0
votes

This should probably be easy, but I'm unable to find the answer on my own.

Take for example the iris dataset, I want to get the max petal width for each species, using this query:

iris %>% group_by(Species) %>% summarise(max(Petal.Width))

Which returns the following result:

# A tibble: 3 x 2
  Species    `max(Petal.Width)`
  <fct>                   <dbl>
1 setosa                    0.6
2 versicolor                1.8
3 virginica                 2.5

Now I want to know the petal length of each of those rows with max petal width values.[1] How would I go about doing this?
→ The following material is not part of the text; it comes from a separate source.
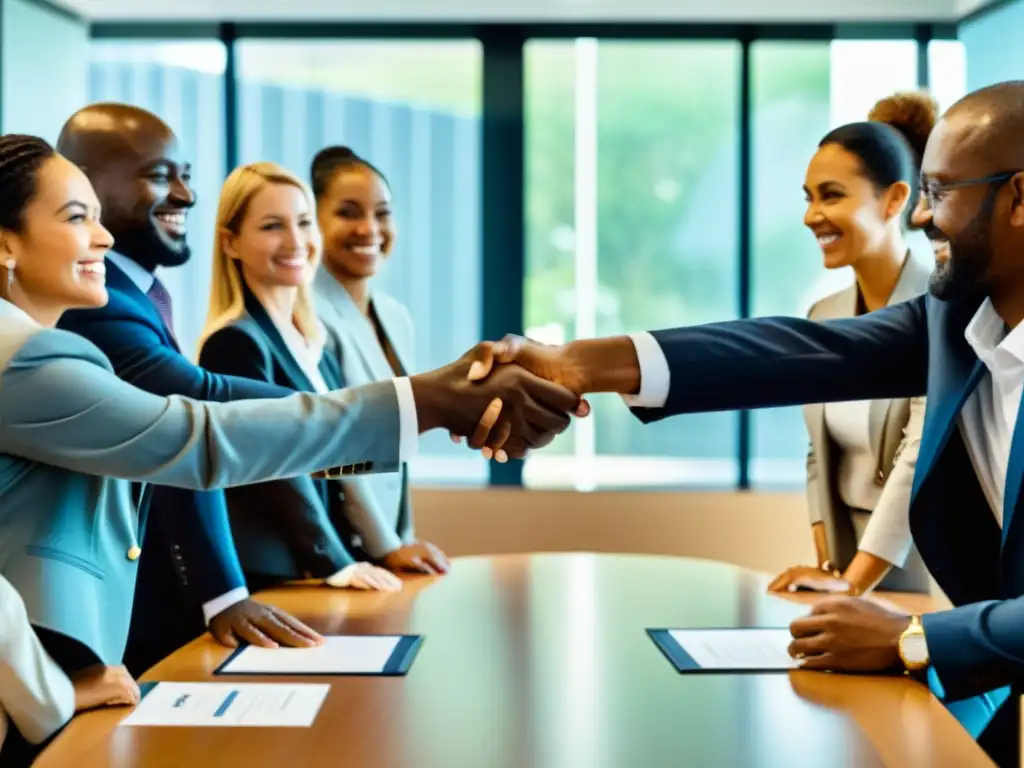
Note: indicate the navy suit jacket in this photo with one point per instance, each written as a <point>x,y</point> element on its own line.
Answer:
<point>188,529</point>
<point>293,528</point>
<point>905,350</point>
A select is not working:

iris %>% group_by(Species) %>% select(Species,Petal.Length,Petal.Width) %>% summarise(max_val = max(Petal.Width))

Because I don't get the petal length attribute is still missing with this.

1: For example, the row where the petal width is 1.8 and the species is versicolor, the petal length is 4.8 - and I would like to have this info with the result.

1

1 Answers

1
votes

Think of summarize as aggregating rows - combining them. It works with functions like mean, max, n_distinct, that give a single number summary of a column.

max is sort of a special case - it is a single number summary function, but it doesn't actually combine values. In this case, you don't want to find the maximum, you want to find the row with the maximum value. Keeping a particular row is a filter operation, not a summarize operation, so we can do it like a few different ways.

## keep the row(s) with the maximum Petal Width
iris %>% 
  group_by(species) %>%
  filter(Petal.Width == max(Petal.Width))  

## sort by petal width and keep top row in each group
iris %>% 
  group_by(Species) %>%
  ## order the data by descending `Petal.Width`
  arrange(desc(Petal.Width)) %>%
  ## keep the top row
  slice(1)

## use the built-in function for this particular case!
iris %>%
  group_by(Species) %>%
  slice_max(Petal.Width)

These are basically the same - they'll differ if there are ties for the row with the maximum petal width - the slice(1) method will keep only one row, the Petal.Width == max(Petal.Width) will keep all the rows tied for the max, and the slice_max method will let you choose using the with_ties argument (defaults to keeping all tied rows).